Along with class action lawsuits by individuals, the American Federation of Teachers and the attorneys general of five states — California, Illinois, Mississippi, Pennsylvania and Washington — are all taking legal action to recover money for borrowers.
Loan servicer Navient, formerly known as Sallie Mae, is a main target of those legal actions, with Great Lakes Educational Loan Services also being named in some cases.
A common allegation in the suits is that those servicing contractors failed to provide forgiveness information to borrowers so the servicers could keep receiving the $2.85 per month from the federal government. Borrowers who switch to PSLF plans are transferred to another servicing company, called FedLoan Servicing, which is operated by the Pennsylvania Higher Education Assistance Agency.
Some states are also trying to exert control over servicers by passing their own regulations.
But the servicers are battling back. Navient and Great Lakes have denied the allegations in the lawsuits. And they are trying to block new cases and laws by arguing “preemption” — that federal law preempts state law and that only the federal government has standing to pursue action against them. The Trump administration and Education Secretary Betsy DeVos have backed the servicers, arguing in court that federal law prevails over states.

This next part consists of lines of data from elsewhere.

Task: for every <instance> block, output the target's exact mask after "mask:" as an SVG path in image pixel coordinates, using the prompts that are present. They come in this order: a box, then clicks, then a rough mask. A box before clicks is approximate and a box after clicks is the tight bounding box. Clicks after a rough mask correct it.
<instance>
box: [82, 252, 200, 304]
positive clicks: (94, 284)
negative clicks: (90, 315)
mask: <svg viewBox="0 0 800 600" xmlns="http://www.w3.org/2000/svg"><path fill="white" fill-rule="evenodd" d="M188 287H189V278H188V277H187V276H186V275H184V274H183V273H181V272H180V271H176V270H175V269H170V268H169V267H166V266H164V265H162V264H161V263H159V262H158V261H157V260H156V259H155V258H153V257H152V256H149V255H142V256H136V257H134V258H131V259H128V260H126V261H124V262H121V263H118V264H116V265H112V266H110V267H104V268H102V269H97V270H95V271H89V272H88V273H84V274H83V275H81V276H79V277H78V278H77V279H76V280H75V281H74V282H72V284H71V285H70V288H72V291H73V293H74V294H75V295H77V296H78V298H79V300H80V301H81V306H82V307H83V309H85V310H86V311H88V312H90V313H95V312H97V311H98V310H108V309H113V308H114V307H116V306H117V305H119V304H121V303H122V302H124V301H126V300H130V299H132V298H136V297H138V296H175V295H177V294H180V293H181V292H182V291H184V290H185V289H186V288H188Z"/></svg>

Courts have so far issued conflicting rulings on preemption, which means the dispute may go to the Supreme Court.
Will ‘Next Gen’ fix the problems?
Servicers don’t deserve all the blame for confusing and misleading borrowers, said Campbell. The federal laws governing students loans are complicated. And the Department of Education has given servicers little guidance so far.
But that may be changing. In late 2017, the department proposed a massive overhaul it called “Next Generation Financial Services Environment” or “Next Gen”. The goal is to reduce the confusion and provide borrowers with one-stop shopping for loan information, applications, repayment support, and complaints.
While contractors will likely still provide some services, “this will bring it all under the Department of Education umbrella,” Campbell explained. “It will all be branded under the Department of Ed. There will be one website, one phone number, 24-hour call centers, all kinds of consistent tools for borrowers to access.”
The hope, she said, is that NextGen will have more consistent rules and enforcement, a change she called “huge for borrowers.”
Bergeron said he hoped that NextGen will give borrowers information about each servicer’s performance metrics and empower borrowers to choose a servicer, thus allowing the market to reward the best contractors.
It’s an ambitious plan that reporters should monitor, the panelists said. So far, however, it is moving very slowly. As of March 2019, the Education Department was still soliciting bids for contractors to implement parts of the plan, and battling lawsuits by some of the potential bidders.
With that in mind, the proposed fix to many servicing problems will itself likely generate headlines throughout 2019.